A new Pew study notes that membership in the Catholic church has declined over the last twenty years in the United States. The report reaffirms what was noted in Pew’s 2015 study: “the greatest net loss, by far, have been experienced by Catholics.”  41% of people who say they were raised Catholic no longer identify as Catholic.

Pew’s explanation is demographics. The loss is an exponential decrease in religious affiliation among younger generations.  The decrease cuts across racial groups, although whites are leaving at a faster rate.

The statistics still need some explanation. As an economist friend reminds me, “numbers tell a story.”  These numbers tell of a mindset that currently pervades the church.  It is a focus on the “constituent good.” While the common good seeks the good of each and the good of all, the constituent good seeks the good of some to the neglect of others.

The constituent good is operative in the sexual abuse scandal.  Since The Boston Globe stories broke in 2002, Catholics in the United States have become painfully cognizant of sexual abuse by Catholic priests and cover ups by bishops. The 2018 Pennsylvania Grand Jury Report and the 2020 Vatican Report on Theodore McCarrick reminds Catholics of these ongoing problems and failures.  All of these point to how priests used their power to benefit themselves, and fellow clergy used their power to cover up these moments to the detriment of victims.  It is a clericalism not in the sense of people honoring clerics but in the sense of clerics using their power to protect their own group to the detriment of the rest of the church.

The constituent good is operative in the ongoing alignment, born of the culture wars, of public Catholicism with the Republican party.  It has been built from conservative Catholic outlets working with conservative political outlets.  It has been fueled by the public voices of conservative bishops. It has meant the removal of people from Catholic outlets who did not adhere to conservative party lines, from radio hosts to presidents of Catholic universities. Instead of revitalizing the faith, this work has made politics the faith.  In doing so, one group in the church, a group defined by their political affiliation, has been advanced to the neglect of the rest of the church who differ politically.

Younger Catholics have clearly felt this constituent good as they are the ones leaving in such high numbers.  In Going, Going, Gone: The Dynamics of Disaffiliation in Young Catholics, Robert McCarthy and John Vitek discovered that youth did not so much as drift away from Catholicism but made a choice based on an accumulation of negative experiences.  The overall feeling was one of being judged and evaluated, of not belonging to the community.  It has come from parents and parishioners, but the result was that parishes serve the old to the detriment of the young.

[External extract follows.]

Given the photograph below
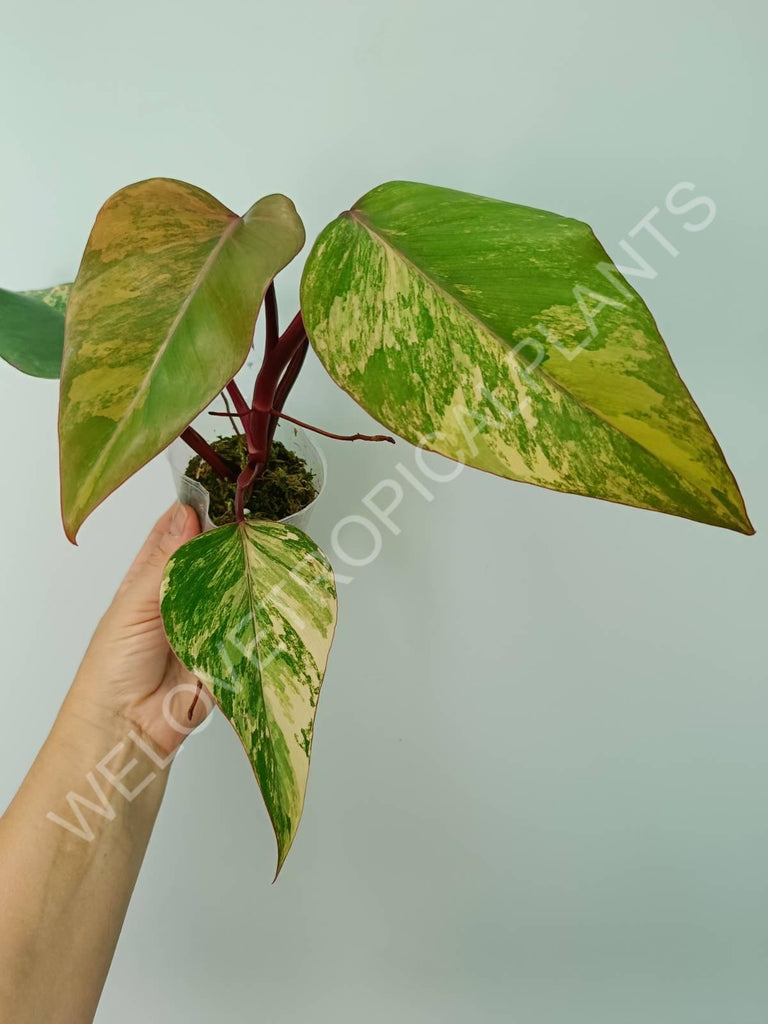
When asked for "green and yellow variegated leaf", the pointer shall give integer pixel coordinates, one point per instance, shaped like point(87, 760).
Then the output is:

There are many causes for the constituent good mentality.  Some of them are cultural, including the divisiveness that has governed U.S. Politics since the 1980s, the changing racial makeup of the culture that has threatened the privilege of the dominant group, and the rise of social media outlets that are fueled by vitriol.  Still, the church should be more active in its resistance to this mindset.  It is, after all, a community that is committed to the teaching of Jesus who, repeatedly, indicated that we will be measured by our treatment of others.  Our sins are forgiven as we forgive others.  We will find ourselves at the right hand of God only if we feed the hungry, give drink to the thirsty, shelter the homeless, clothe the naked, welcome the stranger, care for the sick, and visit the imprisoned.  We find that however we treat others is how we are treating Christ.  We are measured by how our actions affect each and all.

What might a church governed by this common good look like?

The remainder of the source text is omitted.